Google's New AI Agents Are Reshaping How Enterprises Automate Work

Google is betting big that AI agents, or autonomous bots that complete tasks with minimal human oversight, will transform how businesses operate. At its Cloud Next conference, the tech giant announced a suite of updates aimed at helping enterprise customers deploy AI agents across their organizations, signaling that the industry is moving beyond chatbots toward systems that can independently handle complex workflows.

What Is Agentic AI and Why Does It Matter?

Agentic AI refers to artificial intelligence systems that can autonomously complete tasks with little human supervision. Unlike traditional AI tools that require constant direction, agents can work independently, making decisions and executing actions across multiple applications. This technology is already transforming coding and workplace automation, with major tech companies placing significant bets on tools designed to automate large portions of business processes.

Google Cloud reports that 75% of its customers already use AI in their businesses, but the company is pushing further by helping them deploy autonomous agents that can handle routine tasks without constant human babysitting. Google Cloud CEO Thomas Kurian emphasized that agentic AI represents the future direction of the company's technology strategy, with a focus on ensuring these systems are secure, connected to internal business systems, and optimized for performance and cost.

How to Deploy AI Agents in Your Organization?

  • Use the Gemini Enterprise Agent Platform: This behind-the-scenes technology allows businesses to oversee all their AI agents from a central location, providing visibility and control over autonomous systems running across the organization.
  • Create Agents Through the Gemini Enterprise App: Employees can design and deploy agents using a new agent designer tool that schedules tasks to run across different applications without manual intervention.
  • Optimize with Eighth-Generation TPU Chips: Google's new 8T and 8I processors provide three times the training efficiency and 80% improved memory capacity, enabling companies to run agents at scale without excessive computational costs.

The Gemini enterprise agent platform serves as the central hub for managing all AI agents within an organization. Employees can create and deploy agents through the Gemini enterprise app, which includes a new agent designer capable of scheduling tasks across different applications. This approach allows companies to automate workflows without requiring deep technical expertise from every team member.

What Hardware Powers These Enterprise AI Systems?

Google is also introducing two new eighth-generation TPUs (Tensor Processing Units), specialized chips designed exclusively for heavy-compute tasks like AI development and training. These processors represent a significant leap in computing power compared to previous generations.

The 8T chip is optimized for training efficiency, delivering three times the processing power of Google's seventh-generation Ironwood processor. The 8I chip focuses on inference, or running trained models, and offers an 80% improvement in SRAM (static random-access memory) capacity. A single system using the 8I chip contains approximately 11,152 chips, enabling companies to process massive amounts of data simultaneously.

"Agentic AI is where the company sees AI tech going in the future," stated Thomas Kurian, adding that Google Cloud is focused on making sure customers have AI processes that are secure, connected to internal systems, and "optimize performance, scale and cost of how agents run."

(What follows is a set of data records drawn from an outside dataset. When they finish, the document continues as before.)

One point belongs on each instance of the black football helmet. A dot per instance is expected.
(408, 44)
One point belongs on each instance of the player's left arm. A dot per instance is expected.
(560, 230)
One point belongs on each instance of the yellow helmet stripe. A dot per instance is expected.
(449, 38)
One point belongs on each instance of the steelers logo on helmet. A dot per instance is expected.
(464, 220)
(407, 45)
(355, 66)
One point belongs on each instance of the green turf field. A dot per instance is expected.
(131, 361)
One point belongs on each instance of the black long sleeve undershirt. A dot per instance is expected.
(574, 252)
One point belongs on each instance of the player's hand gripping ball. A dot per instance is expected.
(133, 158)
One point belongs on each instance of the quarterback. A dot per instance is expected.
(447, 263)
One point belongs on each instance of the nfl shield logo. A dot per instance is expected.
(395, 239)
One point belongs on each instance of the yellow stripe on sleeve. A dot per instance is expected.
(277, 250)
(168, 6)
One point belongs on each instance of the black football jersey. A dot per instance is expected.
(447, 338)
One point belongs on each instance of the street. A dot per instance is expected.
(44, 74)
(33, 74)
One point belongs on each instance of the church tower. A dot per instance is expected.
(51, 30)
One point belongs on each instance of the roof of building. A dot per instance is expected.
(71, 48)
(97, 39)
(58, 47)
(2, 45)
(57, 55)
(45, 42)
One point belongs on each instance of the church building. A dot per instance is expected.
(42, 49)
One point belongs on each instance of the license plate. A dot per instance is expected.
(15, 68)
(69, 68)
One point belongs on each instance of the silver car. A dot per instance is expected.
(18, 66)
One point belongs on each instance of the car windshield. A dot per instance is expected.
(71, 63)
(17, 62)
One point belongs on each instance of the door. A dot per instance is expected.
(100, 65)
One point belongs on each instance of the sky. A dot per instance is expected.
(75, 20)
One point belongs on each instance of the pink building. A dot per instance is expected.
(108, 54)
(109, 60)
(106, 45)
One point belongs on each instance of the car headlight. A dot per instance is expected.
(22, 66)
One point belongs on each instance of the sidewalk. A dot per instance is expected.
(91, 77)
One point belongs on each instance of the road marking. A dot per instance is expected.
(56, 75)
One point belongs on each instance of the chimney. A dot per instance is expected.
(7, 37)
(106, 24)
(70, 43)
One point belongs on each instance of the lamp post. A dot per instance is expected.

Thomas Kurian, CEO of Google Cloud

These hardware advancements address a critical challenge in enterprise AI deployment: cost and efficiency. By providing processors specifically designed for agent workloads, Google is making it more economical for companies to run autonomous systems at scale. The improvements in memory capacity and processing power mean organizations can deploy more sophisticated agents without proportionally increasing their infrastructure spending.

The shift toward agentic AI reflects a broader industry trend. Tech companies have embraced agents this year, placing major bets that tools designed for autonomous task completion will fulfill AI's promise of automating significant portions of business operations. Google's announcement positions the company as a serious contender in the enterprise AI space, offering not just software but also the specialized hardware needed to run these systems efficiently.